Godzilla. Yamazaki shivered, recalling television images of Tokyo’s fall. He had been in Paris, with his parents. Now a new city rose there, its buildings grown, literally, floor by floor.

The candlelight showed him Skinner’s little television, forgotten on the floor. Taking it to the table, he sat on the stool and examined it. There was no visible damage to the screen. It had simply come away from its frame, on a short length of multicolored ribbon. He folded the ribbon into the frame and pressed with his thumbs on either side of the screen. It popped back into place, but would it still function?

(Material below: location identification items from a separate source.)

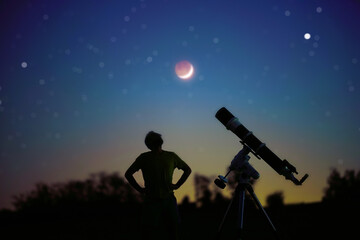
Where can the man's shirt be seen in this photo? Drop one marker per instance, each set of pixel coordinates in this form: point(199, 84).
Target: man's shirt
point(157, 170)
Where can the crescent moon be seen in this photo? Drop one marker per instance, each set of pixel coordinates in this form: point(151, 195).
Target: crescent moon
point(189, 74)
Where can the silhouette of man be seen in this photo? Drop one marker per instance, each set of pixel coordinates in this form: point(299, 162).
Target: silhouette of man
point(160, 213)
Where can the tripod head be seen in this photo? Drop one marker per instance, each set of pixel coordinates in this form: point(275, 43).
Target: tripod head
point(241, 164)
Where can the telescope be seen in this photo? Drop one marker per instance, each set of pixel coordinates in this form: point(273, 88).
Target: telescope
point(254, 145)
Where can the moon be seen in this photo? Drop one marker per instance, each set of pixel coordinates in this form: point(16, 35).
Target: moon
point(184, 70)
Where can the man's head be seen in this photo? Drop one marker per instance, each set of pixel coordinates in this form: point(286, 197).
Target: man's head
point(153, 140)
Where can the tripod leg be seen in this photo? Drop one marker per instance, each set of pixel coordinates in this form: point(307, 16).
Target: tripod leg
point(241, 213)
point(258, 204)
point(224, 218)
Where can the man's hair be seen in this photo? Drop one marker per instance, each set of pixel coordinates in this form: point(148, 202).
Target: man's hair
point(153, 140)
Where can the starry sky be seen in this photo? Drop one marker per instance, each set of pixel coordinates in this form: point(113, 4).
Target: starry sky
point(82, 82)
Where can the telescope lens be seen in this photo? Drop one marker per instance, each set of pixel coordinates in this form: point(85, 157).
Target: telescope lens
point(224, 116)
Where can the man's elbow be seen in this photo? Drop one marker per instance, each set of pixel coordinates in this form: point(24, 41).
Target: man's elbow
point(128, 175)
point(188, 170)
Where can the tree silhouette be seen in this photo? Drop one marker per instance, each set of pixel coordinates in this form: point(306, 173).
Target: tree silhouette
point(202, 192)
point(343, 188)
point(100, 188)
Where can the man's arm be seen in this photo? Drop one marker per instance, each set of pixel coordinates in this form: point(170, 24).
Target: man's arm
point(184, 176)
point(129, 176)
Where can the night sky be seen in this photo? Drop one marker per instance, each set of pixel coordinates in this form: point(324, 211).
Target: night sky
point(82, 82)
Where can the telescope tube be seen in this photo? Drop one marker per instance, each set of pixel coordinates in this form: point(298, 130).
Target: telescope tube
point(233, 124)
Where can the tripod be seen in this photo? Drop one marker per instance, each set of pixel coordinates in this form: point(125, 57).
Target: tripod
point(243, 184)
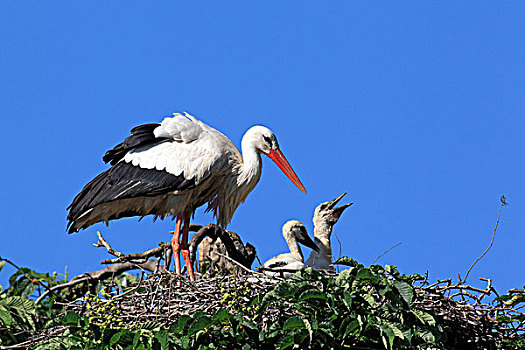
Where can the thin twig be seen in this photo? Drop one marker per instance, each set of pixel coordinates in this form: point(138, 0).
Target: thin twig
point(502, 204)
point(386, 251)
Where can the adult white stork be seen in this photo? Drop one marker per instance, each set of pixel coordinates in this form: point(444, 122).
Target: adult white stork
point(294, 233)
point(171, 169)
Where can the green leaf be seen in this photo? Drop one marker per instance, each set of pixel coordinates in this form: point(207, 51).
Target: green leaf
point(364, 274)
point(369, 299)
point(200, 323)
point(405, 290)
point(221, 316)
point(162, 337)
point(347, 261)
point(182, 322)
point(71, 318)
point(293, 323)
point(312, 294)
point(308, 326)
point(116, 337)
point(387, 335)
point(345, 278)
point(286, 342)
point(285, 289)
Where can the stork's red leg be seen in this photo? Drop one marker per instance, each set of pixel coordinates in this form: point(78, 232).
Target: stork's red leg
point(176, 245)
point(184, 248)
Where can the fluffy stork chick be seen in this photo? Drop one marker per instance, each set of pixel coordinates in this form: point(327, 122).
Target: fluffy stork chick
point(325, 217)
point(294, 233)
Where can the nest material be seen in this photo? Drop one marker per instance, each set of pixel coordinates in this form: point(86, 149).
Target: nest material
point(159, 299)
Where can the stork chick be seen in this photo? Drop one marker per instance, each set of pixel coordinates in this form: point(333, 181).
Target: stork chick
point(294, 233)
point(325, 217)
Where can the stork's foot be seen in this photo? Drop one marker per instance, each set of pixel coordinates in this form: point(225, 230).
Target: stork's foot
point(185, 252)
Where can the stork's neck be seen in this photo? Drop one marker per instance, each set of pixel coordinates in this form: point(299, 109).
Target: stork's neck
point(294, 247)
point(322, 234)
point(250, 169)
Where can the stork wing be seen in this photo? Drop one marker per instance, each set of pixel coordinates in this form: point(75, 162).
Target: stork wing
point(171, 157)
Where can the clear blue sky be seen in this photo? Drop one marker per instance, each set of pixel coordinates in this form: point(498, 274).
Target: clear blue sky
point(416, 109)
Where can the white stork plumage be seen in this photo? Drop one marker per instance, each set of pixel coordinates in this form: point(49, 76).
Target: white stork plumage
point(171, 169)
point(294, 232)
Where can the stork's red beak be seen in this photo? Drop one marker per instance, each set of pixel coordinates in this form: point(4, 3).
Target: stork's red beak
point(278, 157)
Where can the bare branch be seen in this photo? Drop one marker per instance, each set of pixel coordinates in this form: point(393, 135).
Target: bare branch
point(503, 203)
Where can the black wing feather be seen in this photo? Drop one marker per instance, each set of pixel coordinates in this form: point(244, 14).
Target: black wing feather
point(124, 180)
point(141, 135)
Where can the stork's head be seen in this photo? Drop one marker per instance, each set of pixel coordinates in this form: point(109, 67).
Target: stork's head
point(265, 142)
point(294, 229)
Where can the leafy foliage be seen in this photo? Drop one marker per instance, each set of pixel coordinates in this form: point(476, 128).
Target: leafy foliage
point(362, 307)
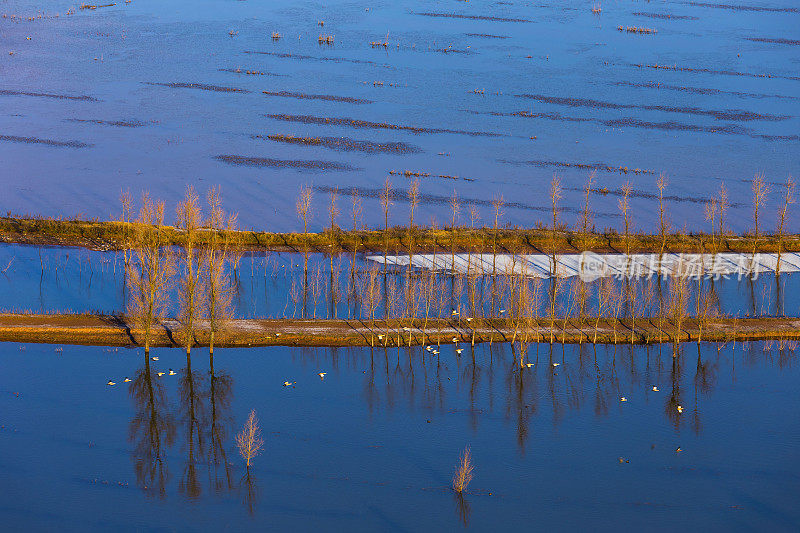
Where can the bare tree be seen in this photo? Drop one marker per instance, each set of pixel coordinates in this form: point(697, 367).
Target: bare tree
point(127, 217)
point(151, 269)
point(386, 203)
point(190, 283)
point(218, 290)
point(304, 212)
point(760, 192)
point(455, 207)
point(497, 203)
point(625, 207)
point(249, 440)
point(663, 222)
point(788, 200)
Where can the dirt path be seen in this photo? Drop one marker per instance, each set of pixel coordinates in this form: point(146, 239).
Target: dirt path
point(105, 330)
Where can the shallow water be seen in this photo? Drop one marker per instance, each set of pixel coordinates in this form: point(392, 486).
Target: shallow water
point(271, 285)
point(153, 96)
point(373, 445)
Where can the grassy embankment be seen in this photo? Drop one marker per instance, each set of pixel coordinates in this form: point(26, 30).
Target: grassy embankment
point(105, 330)
point(113, 235)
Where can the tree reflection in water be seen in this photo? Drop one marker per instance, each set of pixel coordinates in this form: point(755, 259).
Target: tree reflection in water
point(152, 430)
point(192, 414)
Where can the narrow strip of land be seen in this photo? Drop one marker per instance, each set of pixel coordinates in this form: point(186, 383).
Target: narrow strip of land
point(115, 235)
point(110, 330)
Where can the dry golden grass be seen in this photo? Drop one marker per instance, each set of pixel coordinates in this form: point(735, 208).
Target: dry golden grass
point(463, 473)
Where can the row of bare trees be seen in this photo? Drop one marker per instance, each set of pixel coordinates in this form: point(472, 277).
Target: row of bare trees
point(202, 274)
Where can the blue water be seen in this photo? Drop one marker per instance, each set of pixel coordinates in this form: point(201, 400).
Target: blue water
point(374, 444)
point(611, 111)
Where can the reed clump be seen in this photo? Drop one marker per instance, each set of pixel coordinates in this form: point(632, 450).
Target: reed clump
point(463, 474)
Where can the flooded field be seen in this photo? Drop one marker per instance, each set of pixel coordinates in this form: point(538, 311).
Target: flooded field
point(373, 444)
point(262, 97)
point(412, 171)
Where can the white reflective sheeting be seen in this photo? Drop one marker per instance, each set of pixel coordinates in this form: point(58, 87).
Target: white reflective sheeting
point(590, 266)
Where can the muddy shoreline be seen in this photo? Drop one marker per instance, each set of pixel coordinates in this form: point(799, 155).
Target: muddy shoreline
point(114, 330)
point(114, 235)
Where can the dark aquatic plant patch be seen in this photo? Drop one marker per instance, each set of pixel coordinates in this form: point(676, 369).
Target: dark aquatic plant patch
point(663, 16)
point(701, 90)
point(355, 123)
point(403, 195)
point(325, 97)
point(115, 123)
point(471, 17)
point(345, 144)
point(83, 98)
point(739, 115)
point(728, 129)
point(201, 86)
point(251, 72)
point(741, 7)
point(676, 68)
point(637, 29)
point(487, 36)
point(314, 58)
point(414, 174)
point(584, 166)
point(269, 162)
point(48, 142)
point(776, 40)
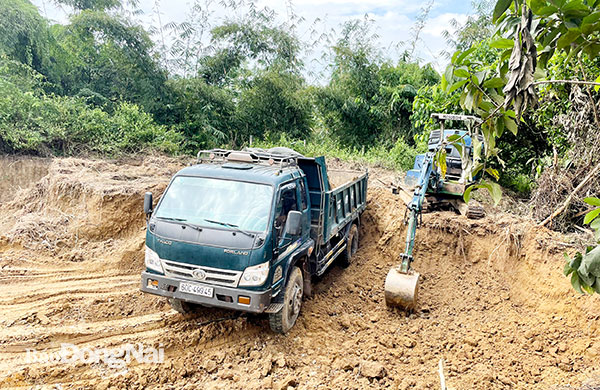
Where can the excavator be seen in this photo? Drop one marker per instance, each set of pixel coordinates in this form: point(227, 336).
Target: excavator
point(432, 186)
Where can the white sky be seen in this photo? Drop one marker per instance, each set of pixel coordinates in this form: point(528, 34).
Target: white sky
point(393, 20)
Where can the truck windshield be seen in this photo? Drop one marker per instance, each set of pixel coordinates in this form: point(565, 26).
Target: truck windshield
point(198, 199)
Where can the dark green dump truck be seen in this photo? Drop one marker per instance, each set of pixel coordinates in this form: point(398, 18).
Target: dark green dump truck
point(249, 230)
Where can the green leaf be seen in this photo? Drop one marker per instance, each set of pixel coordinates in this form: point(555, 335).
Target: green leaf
point(500, 8)
point(547, 11)
point(591, 18)
point(590, 263)
point(537, 5)
point(462, 56)
point(567, 269)
point(457, 85)
point(495, 82)
point(576, 283)
point(589, 217)
point(511, 125)
point(586, 287)
point(502, 43)
point(467, 194)
point(469, 100)
point(461, 72)
point(592, 201)
point(568, 38)
point(496, 192)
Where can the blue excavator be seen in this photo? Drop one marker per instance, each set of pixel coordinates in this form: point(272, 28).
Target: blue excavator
point(435, 187)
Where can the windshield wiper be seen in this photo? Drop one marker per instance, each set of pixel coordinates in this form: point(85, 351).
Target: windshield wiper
point(230, 225)
point(181, 221)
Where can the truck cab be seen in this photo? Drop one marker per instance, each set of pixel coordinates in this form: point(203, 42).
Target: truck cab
point(246, 230)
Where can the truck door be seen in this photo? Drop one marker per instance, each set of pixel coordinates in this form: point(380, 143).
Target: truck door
point(304, 205)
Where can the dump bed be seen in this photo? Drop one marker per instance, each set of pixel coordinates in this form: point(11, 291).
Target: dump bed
point(336, 197)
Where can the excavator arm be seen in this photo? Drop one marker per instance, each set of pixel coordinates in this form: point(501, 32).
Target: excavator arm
point(414, 211)
point(402, 282)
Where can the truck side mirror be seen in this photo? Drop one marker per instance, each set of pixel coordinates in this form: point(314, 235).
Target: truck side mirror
point(148, 203)
point(293, 224)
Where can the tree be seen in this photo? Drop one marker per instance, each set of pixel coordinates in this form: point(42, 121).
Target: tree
point(557, 26)
point(108, 58)
point(26, 37)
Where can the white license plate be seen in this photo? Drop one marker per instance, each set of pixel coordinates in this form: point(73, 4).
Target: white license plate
point(197, 289)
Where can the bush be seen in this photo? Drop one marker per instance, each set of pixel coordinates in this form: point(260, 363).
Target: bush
point(36, 123)
point(400, 157)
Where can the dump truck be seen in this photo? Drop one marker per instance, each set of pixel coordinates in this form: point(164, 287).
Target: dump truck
point(249, 230)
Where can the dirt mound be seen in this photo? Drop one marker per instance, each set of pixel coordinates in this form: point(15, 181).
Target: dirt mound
point(494, 304)
point(81, 202)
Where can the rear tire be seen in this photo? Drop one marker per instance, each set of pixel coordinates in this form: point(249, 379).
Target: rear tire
point(282, 321)
point(182, 307)
point(351, 246)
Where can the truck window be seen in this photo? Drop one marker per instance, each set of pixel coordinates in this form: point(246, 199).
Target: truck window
point(303, 201)
point(287, 202)
point(208, 201)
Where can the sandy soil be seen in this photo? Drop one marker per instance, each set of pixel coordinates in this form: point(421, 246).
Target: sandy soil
point(494, 304)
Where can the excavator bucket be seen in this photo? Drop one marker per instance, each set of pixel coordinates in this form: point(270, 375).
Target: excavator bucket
point(401, 289)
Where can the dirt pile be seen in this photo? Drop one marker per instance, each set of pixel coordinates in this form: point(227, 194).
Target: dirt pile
point(494, 304)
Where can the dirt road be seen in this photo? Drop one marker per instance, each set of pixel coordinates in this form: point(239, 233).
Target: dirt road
point(494, 304)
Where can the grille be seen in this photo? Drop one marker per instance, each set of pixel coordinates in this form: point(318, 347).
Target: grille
point(216, 276)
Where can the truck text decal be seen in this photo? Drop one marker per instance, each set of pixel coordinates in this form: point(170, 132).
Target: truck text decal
point(234, 252)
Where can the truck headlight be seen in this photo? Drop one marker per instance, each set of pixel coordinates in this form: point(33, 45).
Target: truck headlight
point(153, 261)
point(255, 275)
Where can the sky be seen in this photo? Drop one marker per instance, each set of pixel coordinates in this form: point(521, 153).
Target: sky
point(393, 21)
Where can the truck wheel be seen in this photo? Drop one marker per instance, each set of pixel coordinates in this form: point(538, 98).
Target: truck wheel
point(351, 246)
point(180, 306)
point(282, 321)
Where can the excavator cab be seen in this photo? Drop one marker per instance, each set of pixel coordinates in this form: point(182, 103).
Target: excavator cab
point(426, 188)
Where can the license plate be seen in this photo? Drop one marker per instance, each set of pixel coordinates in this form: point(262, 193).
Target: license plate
point(196, 289)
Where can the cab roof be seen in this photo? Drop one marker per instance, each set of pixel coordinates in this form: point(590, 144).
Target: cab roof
point(251, 172)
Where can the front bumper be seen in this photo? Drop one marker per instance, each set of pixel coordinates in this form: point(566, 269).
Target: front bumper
point(224, 297)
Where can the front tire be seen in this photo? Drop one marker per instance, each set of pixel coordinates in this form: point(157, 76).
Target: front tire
point(282, 321)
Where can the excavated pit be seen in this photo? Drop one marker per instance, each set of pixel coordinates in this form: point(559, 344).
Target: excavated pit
point(493, 302)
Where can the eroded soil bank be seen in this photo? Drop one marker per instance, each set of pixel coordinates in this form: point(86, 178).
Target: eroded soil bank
point(494, 304)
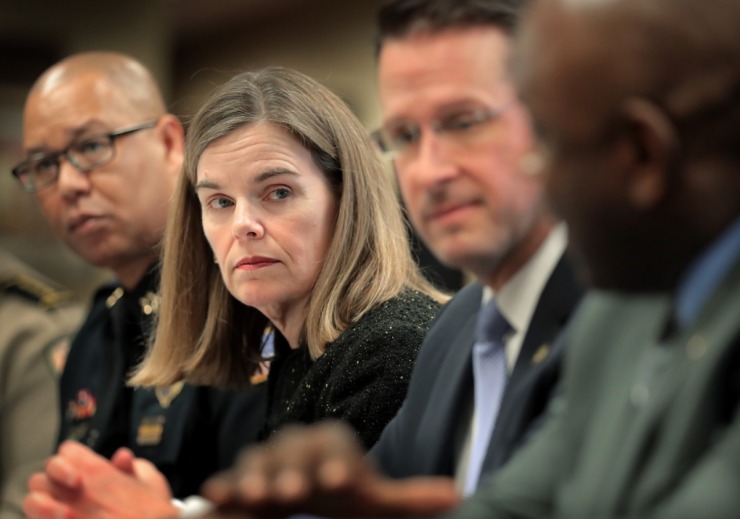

He bent to examine the tiny controls. ON.

Lime-and-purple diagonals chased themselves across the screen, then faded, revealing some steadycam fragment, the NHK logo displayed in the lower left corner. “—heir-apparent to the Harwood Levine public relations and advertising fortune, departed San Francisco this afternoon after a rumored stay of several days, declining comment on the purpose of his visit.” A long face, horselike yet handsome, above a raincoat’s upturned collar. A large white smile. “Accompanying him” mid-distance shot down an airport corridor, the slender, dark-haired woman wrapped in something luxurious and black, silver gleaming at the heels of her shining boots, “was Maria Paz, the Padanian media personality, daughter of film director Carlo Paz—.” The woman, who looked unhappy, vanished, to be replaced by infrared footage from New Zealand, as Japanese peace-keeping forces in armored vehicles advanced on a rural airport. “—losses attributed to the outlawed South Island Liberation Front, while in Wellington—” Yamazaki attempted to change the channel, but the screen only strobed its lime-and-purple, then framed a portrait of Shapely. A BBC docu-drama. Calm, serious, mildly hypnotic. After two more unsuccessful attempts at locating another channel, Yamazaki let the British voiceover blot out the wind, the groaning of the cables, the creaking of the plywood walls. He focused his attention on the familiar story, its outcome fixed, comforting—if only in its certainty.

James Delmore Shapely had come to the attention of the AIDS industry in the early months of the new century. He was thirty-one years old, a prostitute, and had been HIV-positive for twelve years. At the time of his ‘discovery,’ by Dr. Kim Kutnik of Atlanta, Georgia, Shapely was serving a two hundred and fifty day prison term for soliciting. (His status as HIV-positive, which would automatically have warranted more serious charges, had apparently been ‘glitched.’) Kutnik, a researcher with the Sharman Group, an American subsidiary of Shibata Pharmaceuticals, was sifting prison medical data in search of individuals who had been HIV-positive for a decade or more, were asymptomatic, and had entirely normal (or, as in Shapely’s case, above the norm) T-cell counts.